Rick Hawkins <[EMAIL PROTECTED]> writes:

> by aggressively grepping /etc, I found that char-major-6 was an alias
> for lp.  Stopping the printer daemon helped somewhat.  No, I don't have
> a printer, although there's a couple on the network and a deskwriter
> (the mac version) availalbe that i'd lik e connect to.

I should have said it's the parallel port.  Network printers should
work without anything on the parallel port.  For a few common
protocols, Linux should be able to print to them.  Make sure there's
no local printer in your /etc/printcap if you don't have one attached.

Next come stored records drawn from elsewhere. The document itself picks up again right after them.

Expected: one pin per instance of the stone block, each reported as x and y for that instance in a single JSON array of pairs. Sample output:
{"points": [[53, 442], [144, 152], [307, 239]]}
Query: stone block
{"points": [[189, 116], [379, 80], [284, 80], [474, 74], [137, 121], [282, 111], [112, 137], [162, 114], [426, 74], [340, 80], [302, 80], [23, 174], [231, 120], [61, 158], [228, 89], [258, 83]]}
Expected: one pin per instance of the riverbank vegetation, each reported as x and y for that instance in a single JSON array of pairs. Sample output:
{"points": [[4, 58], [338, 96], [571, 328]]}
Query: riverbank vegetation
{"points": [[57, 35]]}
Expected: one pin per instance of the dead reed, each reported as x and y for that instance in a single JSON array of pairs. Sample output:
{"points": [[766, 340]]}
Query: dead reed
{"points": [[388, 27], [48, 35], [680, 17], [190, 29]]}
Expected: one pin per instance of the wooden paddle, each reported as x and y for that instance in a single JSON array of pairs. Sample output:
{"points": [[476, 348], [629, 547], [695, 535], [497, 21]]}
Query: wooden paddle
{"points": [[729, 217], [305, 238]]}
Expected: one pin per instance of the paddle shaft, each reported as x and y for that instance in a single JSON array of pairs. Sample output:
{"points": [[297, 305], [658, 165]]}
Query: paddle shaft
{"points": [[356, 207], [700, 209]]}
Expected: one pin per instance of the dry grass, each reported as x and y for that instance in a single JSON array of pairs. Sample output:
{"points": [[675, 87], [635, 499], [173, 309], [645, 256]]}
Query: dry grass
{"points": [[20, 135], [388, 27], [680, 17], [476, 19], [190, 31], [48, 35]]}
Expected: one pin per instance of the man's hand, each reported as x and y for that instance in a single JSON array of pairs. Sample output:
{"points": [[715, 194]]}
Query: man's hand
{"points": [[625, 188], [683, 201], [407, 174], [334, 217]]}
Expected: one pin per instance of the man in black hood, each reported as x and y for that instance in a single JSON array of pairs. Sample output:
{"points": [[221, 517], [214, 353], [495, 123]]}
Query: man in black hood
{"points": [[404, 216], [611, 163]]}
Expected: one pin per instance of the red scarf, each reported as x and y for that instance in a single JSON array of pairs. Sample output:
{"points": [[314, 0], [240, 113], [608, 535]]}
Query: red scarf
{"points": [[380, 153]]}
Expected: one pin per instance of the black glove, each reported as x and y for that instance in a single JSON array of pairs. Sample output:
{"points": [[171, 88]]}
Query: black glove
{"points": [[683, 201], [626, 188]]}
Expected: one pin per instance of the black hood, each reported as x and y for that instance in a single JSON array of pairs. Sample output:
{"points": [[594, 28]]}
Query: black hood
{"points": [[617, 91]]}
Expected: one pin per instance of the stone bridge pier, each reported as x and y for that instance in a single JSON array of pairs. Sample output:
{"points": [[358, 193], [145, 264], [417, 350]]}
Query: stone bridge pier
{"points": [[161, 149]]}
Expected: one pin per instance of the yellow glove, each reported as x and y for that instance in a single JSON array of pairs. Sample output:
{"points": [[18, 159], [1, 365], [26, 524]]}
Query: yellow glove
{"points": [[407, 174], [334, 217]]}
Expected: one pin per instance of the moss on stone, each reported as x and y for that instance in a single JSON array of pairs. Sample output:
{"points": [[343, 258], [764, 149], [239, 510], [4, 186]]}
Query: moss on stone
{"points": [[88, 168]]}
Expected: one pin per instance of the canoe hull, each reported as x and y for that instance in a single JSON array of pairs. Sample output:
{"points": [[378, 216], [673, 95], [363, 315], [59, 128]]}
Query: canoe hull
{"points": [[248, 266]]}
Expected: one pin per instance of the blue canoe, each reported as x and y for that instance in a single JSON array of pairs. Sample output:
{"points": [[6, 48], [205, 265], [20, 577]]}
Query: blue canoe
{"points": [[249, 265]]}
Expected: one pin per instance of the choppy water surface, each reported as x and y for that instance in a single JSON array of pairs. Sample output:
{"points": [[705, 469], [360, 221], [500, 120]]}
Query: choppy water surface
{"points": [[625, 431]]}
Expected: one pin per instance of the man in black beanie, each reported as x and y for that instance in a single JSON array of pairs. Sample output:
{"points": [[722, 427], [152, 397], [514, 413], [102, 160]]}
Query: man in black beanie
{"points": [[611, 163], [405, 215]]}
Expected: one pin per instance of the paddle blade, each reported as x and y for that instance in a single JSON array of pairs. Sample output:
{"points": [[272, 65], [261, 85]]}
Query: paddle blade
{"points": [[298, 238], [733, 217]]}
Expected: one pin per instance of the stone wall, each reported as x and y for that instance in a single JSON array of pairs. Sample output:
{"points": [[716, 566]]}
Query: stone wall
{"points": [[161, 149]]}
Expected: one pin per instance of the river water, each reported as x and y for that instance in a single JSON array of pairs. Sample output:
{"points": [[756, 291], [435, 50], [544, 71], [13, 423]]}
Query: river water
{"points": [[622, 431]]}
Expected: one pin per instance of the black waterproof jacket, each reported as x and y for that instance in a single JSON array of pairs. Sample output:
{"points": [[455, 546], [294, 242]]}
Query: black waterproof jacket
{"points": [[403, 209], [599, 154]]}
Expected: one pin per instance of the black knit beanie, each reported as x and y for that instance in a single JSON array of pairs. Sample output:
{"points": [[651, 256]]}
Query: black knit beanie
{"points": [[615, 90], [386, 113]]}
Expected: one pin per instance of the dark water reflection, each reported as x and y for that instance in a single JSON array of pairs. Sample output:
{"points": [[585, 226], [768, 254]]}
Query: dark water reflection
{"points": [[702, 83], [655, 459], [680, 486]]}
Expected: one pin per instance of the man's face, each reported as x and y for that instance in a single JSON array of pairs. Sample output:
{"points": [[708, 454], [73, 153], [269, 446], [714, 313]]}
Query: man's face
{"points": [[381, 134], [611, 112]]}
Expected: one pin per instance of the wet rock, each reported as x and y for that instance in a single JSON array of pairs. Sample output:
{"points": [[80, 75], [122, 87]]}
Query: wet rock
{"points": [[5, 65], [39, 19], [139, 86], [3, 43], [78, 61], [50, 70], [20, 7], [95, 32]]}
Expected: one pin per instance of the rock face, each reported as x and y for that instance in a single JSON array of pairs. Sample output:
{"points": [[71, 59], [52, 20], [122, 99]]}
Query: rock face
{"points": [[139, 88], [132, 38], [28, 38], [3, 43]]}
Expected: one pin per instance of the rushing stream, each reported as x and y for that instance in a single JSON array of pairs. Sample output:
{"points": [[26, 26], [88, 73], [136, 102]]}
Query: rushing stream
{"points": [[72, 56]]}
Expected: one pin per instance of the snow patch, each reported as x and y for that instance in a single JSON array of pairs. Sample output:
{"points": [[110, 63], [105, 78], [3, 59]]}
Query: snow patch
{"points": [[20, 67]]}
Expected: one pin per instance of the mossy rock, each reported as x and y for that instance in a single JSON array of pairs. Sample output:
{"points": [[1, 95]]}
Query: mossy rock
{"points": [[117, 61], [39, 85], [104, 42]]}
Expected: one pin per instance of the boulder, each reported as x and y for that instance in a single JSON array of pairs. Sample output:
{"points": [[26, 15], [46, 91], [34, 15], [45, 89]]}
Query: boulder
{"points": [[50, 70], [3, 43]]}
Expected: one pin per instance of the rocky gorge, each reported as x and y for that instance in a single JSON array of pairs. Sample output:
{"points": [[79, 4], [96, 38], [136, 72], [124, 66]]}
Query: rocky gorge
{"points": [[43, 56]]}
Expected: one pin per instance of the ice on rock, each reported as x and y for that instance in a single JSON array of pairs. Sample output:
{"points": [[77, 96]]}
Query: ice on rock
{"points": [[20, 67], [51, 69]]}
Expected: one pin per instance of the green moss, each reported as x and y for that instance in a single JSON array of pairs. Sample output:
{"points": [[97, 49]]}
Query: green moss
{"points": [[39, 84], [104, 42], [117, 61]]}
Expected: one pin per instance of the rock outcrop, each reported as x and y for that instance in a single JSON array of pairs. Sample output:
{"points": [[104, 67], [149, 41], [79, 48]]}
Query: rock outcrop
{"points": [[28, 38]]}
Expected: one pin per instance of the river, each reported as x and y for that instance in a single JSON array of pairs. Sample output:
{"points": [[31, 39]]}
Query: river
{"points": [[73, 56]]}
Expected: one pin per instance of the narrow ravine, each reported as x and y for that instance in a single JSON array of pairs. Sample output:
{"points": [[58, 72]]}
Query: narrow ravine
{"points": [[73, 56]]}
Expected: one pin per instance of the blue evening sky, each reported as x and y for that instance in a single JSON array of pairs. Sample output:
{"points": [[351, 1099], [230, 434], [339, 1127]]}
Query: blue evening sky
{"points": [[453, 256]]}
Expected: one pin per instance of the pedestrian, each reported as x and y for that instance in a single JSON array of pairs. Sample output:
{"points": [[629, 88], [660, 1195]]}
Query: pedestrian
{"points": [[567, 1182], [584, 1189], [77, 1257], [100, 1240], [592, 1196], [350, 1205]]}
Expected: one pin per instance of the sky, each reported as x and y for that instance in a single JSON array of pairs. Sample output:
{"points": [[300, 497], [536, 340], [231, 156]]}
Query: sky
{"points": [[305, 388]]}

>    95  ?  S      0:01 /sbin/kerneld
> 11167  ?  S      0:00  \_ modprobe -k -s char-major-6
> 11168  ?  S      0:00      \_ sh -c echo /lib/modules/boot/lp.o 
> /lib/modules/boot/lp.o /lib/modules/`uname -r`/fs/lp.o /lib/modu
> 11181  ?  R      0:00          \_ bash /sbin/kernelversion

Does lp.o exist?  I suspect you didn't compile parallel printer
support into the kernel or as a module.  There's nothing wrong with
that, although on second thought, my suggestion to `alias char-major-6
off' is probably quite good.

If you add a w or two to the ps flags, you should be able to see what
the shell invoked by modprobe is doing, probably searching for lp.o in
the paths in conf.modules.

> At the moment, I'll take anything that works :)  but is this likely to
> even be related to X itself sucking cycles?

Well, maybe not.  But it should make things a bit better.

-- 
                   Carey Evans  <*>  [EMAIL PROTECTED]

"these are not inherent flaws in the operating system -- they don't happen by
 accident.  They are the result of deliberate and well-thought-out efforts."